Relationship Between Top Features & the Target

Shap Summary Plot of Important Features

Interpreting shap.summary_plot

  • Feature importance: Variables are ranked in descending order.
  • Impact: The horizontal location shows whether the effect of that value is associated with a higher or lower prediction.
  • Original value: Color shows whether that variable is high (in red) or low (in blue) for that observation.

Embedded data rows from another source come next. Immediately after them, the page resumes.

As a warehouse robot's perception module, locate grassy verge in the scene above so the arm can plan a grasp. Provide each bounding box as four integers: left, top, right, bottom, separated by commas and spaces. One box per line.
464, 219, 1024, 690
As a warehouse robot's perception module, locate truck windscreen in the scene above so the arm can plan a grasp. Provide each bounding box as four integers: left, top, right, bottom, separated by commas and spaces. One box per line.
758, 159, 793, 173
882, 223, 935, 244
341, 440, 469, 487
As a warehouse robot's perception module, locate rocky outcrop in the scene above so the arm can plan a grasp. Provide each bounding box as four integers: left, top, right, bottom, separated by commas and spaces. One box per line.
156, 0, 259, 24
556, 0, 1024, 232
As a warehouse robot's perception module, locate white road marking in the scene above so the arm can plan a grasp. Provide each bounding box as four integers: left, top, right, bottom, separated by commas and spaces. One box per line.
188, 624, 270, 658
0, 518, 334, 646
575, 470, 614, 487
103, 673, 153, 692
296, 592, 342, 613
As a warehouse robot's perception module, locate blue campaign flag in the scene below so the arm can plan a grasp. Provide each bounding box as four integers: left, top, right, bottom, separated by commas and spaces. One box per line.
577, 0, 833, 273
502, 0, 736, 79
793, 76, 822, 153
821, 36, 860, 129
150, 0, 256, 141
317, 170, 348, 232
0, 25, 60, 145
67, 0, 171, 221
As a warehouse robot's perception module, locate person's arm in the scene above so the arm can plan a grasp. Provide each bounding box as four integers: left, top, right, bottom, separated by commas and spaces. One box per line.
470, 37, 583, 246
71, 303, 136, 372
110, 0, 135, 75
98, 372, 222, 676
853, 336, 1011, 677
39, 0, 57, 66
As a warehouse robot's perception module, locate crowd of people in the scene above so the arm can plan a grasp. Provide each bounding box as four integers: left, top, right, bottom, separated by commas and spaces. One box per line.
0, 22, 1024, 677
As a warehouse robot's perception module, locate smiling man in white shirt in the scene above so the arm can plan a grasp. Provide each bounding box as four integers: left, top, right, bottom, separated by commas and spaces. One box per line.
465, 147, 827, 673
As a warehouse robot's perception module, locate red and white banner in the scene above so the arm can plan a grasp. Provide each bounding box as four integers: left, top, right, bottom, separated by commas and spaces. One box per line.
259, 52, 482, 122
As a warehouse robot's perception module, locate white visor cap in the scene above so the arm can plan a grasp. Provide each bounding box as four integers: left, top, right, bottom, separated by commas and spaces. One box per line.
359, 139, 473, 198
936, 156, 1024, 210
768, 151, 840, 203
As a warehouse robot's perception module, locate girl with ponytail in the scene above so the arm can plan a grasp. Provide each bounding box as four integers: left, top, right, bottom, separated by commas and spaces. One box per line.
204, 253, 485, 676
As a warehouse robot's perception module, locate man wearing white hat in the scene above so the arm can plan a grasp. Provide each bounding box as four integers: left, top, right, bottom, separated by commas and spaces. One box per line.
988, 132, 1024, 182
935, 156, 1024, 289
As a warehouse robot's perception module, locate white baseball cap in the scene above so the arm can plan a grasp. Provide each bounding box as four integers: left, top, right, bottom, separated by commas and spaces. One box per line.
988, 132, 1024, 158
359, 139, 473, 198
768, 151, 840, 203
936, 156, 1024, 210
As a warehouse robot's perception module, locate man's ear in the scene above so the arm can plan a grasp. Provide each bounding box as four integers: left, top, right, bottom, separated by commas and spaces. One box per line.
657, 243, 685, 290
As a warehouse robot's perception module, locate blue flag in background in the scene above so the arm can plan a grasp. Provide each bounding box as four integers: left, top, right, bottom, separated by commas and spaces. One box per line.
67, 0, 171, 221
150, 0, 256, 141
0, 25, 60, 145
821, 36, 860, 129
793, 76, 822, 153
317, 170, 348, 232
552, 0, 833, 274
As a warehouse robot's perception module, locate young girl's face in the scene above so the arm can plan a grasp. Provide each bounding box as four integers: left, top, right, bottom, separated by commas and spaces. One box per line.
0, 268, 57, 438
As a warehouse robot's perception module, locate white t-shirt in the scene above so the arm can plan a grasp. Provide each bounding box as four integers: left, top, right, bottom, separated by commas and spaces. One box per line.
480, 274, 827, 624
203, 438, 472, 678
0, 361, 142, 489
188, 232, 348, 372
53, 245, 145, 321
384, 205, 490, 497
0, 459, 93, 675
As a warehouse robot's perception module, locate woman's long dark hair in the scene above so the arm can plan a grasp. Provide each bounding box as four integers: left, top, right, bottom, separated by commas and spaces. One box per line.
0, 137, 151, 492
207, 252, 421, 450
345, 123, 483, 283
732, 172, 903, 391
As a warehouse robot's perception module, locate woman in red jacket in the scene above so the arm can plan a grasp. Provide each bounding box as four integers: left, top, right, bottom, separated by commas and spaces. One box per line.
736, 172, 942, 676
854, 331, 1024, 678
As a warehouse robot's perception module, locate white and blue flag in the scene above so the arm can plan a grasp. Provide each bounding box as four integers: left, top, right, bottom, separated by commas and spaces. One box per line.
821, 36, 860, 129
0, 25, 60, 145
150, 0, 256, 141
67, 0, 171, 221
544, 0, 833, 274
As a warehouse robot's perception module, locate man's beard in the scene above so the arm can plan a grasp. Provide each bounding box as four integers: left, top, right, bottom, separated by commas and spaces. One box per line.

  • According to the Shapely values calculated by the SHAP package, the following 5 features had the following relationships with the target:
    1. target_population:
      • Being part of the target_population, which was a group of prisoners already receiving additional interventions to prevent recidivism, actually makes the prisoner MORE likely to return to crime.
      • While one could interpret this as the state's interventions not being effective, I suggest we instead use this to affirm that the state was correctly targeting at-risk prisoners already, at least partially.
    2. age_at_release:
      • Unsurprisingly, the younger the prisoner is when released, the more likely they are to return to crime.
      • This makes sense in a few ways. For one, the younger they are they less likely they are to be well-established in life and financially stable.
    3. release_type_Parole:
      • Being released on Parole makes a prisoner less likely to return to crime.
      • This makes sense, as parolees are monitored regularly by their parole officers, which would
    4. main_supervising_district_MISSING:
      • Prisoners who were missing a supervising judicial district were LESS likely to return to crime.
      • Future work: investigate which prisoners are assigned supervising judicial districts and which ones are not.
      • There could be a logical reason that the prisoner may not need a supervising district, either due to the nature of their crime or release. Further investigation is warranted.
    5. max-sentence:
      • Max sentence has a more complicated relationship to the target.
      • It seems that the criminals in prison for the shortest-sentence crimes and the longest-sentence crimes seem to be more likely to return to crime.
      • Crimes that fall in the middle of the range of # of years tend to be less likely to return to crime.

Age at Release

Younger released prisoners are more likely to return to crime.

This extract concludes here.